A convolutional neural network (CNN) is a class of neural network most often used in computer vision (i.e. interpreting & understanding the visual world, such as an image). An image can be broken down into a series of pixel values that indicates its colors and brightness, and we can use this to identify objects, and in our case, handwritten digits.
Below is an examplar of the architecture of a CNN:
Convolutional Layer:
This layer condenses the input image using a kernel/filter, which takes in a section of an image and moves through the input image until every part of the image has been traversed. The point is to extract the features of the input image.
Pooling Layer:
This layer reduces the spatial size of the input image once again, and the purpose is to decrease the computional complexity. In my model and in most models used for digit recognition, max pooling is the preferred pooling method. Max pooling returns the maximum pixel value in the kernel as supposed to average pooling which takes the average of all pixel values inside the kernel. This is extremely useful in extracting dominant features and handling features that are rotated or in an unconventional position.
Flattening Layer:
The input data needs to be 1-dimensional linear vector in order to be classified. The flattening layer converts the data into 1D arrays to be processed by the model.
Building a CNN from scratch takes an insane amount of work. Thankfully, the existence of frameworks like Tensorflow and PyTorch makes that process a lot easier, and in the case of digit recognition, the programmer's main objective is to fine-tune the model to achieve the highest accuracy possible.

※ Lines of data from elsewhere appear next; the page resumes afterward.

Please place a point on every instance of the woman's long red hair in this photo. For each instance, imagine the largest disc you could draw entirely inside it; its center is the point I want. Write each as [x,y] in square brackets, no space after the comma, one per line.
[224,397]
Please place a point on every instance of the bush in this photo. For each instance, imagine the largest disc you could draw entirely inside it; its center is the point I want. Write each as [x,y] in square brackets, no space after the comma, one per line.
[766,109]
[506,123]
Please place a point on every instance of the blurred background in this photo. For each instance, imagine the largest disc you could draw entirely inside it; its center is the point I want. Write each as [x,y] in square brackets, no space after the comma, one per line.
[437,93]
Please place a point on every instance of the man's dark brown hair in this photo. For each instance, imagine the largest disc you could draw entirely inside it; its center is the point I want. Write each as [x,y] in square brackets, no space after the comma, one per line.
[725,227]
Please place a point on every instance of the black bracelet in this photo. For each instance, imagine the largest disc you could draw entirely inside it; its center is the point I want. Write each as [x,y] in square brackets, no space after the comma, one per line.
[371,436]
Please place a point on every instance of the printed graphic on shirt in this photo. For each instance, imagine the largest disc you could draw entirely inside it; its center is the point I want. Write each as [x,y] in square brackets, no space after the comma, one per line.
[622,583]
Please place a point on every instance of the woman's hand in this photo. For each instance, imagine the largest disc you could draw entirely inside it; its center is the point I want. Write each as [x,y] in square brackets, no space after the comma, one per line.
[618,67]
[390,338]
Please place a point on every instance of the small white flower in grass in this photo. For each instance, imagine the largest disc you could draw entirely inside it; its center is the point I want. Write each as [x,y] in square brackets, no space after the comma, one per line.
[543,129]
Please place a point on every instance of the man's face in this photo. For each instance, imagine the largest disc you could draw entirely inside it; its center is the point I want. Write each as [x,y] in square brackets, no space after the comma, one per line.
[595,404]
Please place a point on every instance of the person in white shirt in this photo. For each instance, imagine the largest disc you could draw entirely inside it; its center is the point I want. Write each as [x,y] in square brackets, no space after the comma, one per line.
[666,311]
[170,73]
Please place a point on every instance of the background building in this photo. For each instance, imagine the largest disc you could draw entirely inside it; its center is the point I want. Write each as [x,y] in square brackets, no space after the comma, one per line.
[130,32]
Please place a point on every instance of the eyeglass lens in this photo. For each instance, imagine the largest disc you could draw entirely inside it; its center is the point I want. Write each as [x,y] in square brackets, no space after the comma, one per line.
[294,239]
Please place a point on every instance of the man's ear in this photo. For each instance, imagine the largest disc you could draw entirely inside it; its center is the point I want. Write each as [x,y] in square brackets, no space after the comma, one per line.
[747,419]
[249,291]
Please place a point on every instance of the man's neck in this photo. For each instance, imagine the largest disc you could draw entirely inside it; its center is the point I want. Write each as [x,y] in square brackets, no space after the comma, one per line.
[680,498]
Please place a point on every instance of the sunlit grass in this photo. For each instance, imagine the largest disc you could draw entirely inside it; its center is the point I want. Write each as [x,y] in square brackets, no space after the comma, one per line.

Below is the architecture of my CNN used for digit recognition:
On top of the ideas introduced above, here are some other techniques used in my model:
Batch Normalization:
When training a ML model, data is often grouped into batches. Batch normalization standardizes the inputs to a layer for each patch, and this stabilizes the training process, reducing the number of training epochs required.
Dropout:
The Dropout layer nullifies the contribution of some datapoints toward the next layer. This is crucial in preventing overfitting - the model fits the training data "too well" and becomes inaccurate when it encounters unseen data.
In the Kaggle Competition in Digit Recognition, my model is able to achieve a score of 0.99907, which ranks top 100 out of all the competing teams.
I decided to deploy my model using a web app. The frontend is handled using BootStrap and the backend is handled with Flask. Here's what it looks like in action:
One thing that I noticed while testing the product is that the model accuracy seems a bit lower compared to the score achieved in the Kaggle Competition. This is likely due to the fact that the Kaggle tests rarely contain rotated or weirdly-position images. An update/improvement on the rotational and positional invariance of the model may come in the future.